La rabia hizo que su voz acabara en falsete.
– ¡Cierra la puerta! -le gritó al chico.
– A mí no me asustas con tus gritos. Hay gente que dice que tienes algo que ver con la muerte de John.
Ella lo miró de hito en hito.
– Imbécil de los cojones -gritó-. Imbécil de los cojones.
– ¡Que te den por el culo!
– Sí, claro, pero primero me vas a decir quién habla mierda de mí.
– No es ninguna mierda. Fue Micke quien me lo contó.
– ¿Qué?, ¿Micke Andersson? Creía que me conocías. Y a John -añadió.
– En todas partes cuecen habas… -dijo Lennart, y como respuesta recibió un bofetón en la mejilla.
– Ya es hora de que te vayas.
– Escucha, tía de mierda -espetó, y la agarró con fuerza por el brazo, antes de que Justus saliera disparado de su habitación.
– ¡Dejad de pelearos! -gritó-. ¡Vale ya!
Berit abrazó a su hijo, pero este se apartó. La rabia hizo que el rostro de él se contrajera entre convulsiones, se sorbió los mocos y la miró impotente.

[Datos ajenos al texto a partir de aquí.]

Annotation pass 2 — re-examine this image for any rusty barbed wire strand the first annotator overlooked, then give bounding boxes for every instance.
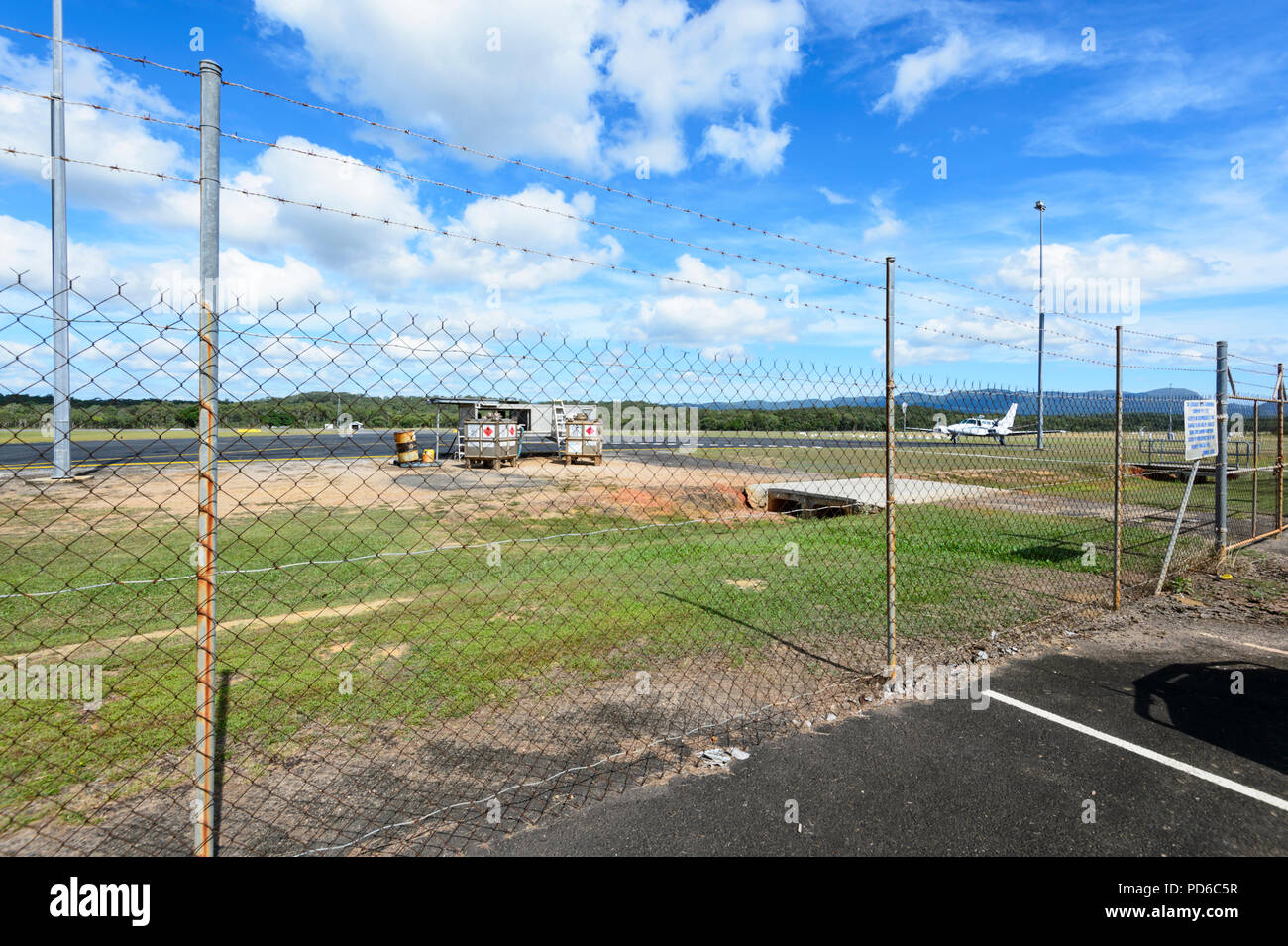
[0,23,198,78]
[220,132,1231,360]
[0,85,201,132]
[0,145,201,184]
[0,25,1256,367]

– Justus, no escuches a Lennart.
– Ahora échame la culpa -dijo Lennart con tono despectivo-. Mossa te llamó «puta» y seguramente tiene razón. Con lo que coqueteabas con ese vecino vuestro.
– ¿Te refieres a Stellan? ¡Es homosexual! Se pasa la vida abrazando. Tú lo sabes, Justus. Stellan, ya sabes.
– Y luego está Dicken Lindström, también has ido a por él. ¡Joder! ¿Fue agradable?, ¿muerde bien con esos dientes?
– Estás mal de la cabeza -dijo Berit con calma-. Vives en un mundo enfermo con una mente enferma.
– ¿Quién es Dick? -preguntó Justus.
– Es un amigo de John, con el que Berit se magreaba. Por detrás de John.
– Fue a por mí una vez, intentó tocarme, pero yo no lo dejé. Joder, tú estabas presente. Yo estaba en la cocina haciendo la comida, vosotros estabais jugando a las cartas. No quise decir nada porque John lo habría matado.
– Vaya, así que esa es tu versión.
– Nunca ha habido otra. He dicho que intentó meterme mano. Es un cerdo, tú crees…
Berit no finalizó la fase.
– No lo creas -le dijo a Justus-. Es un enfermo mental.
– No digas que soy un enfermo -gritó Lennart.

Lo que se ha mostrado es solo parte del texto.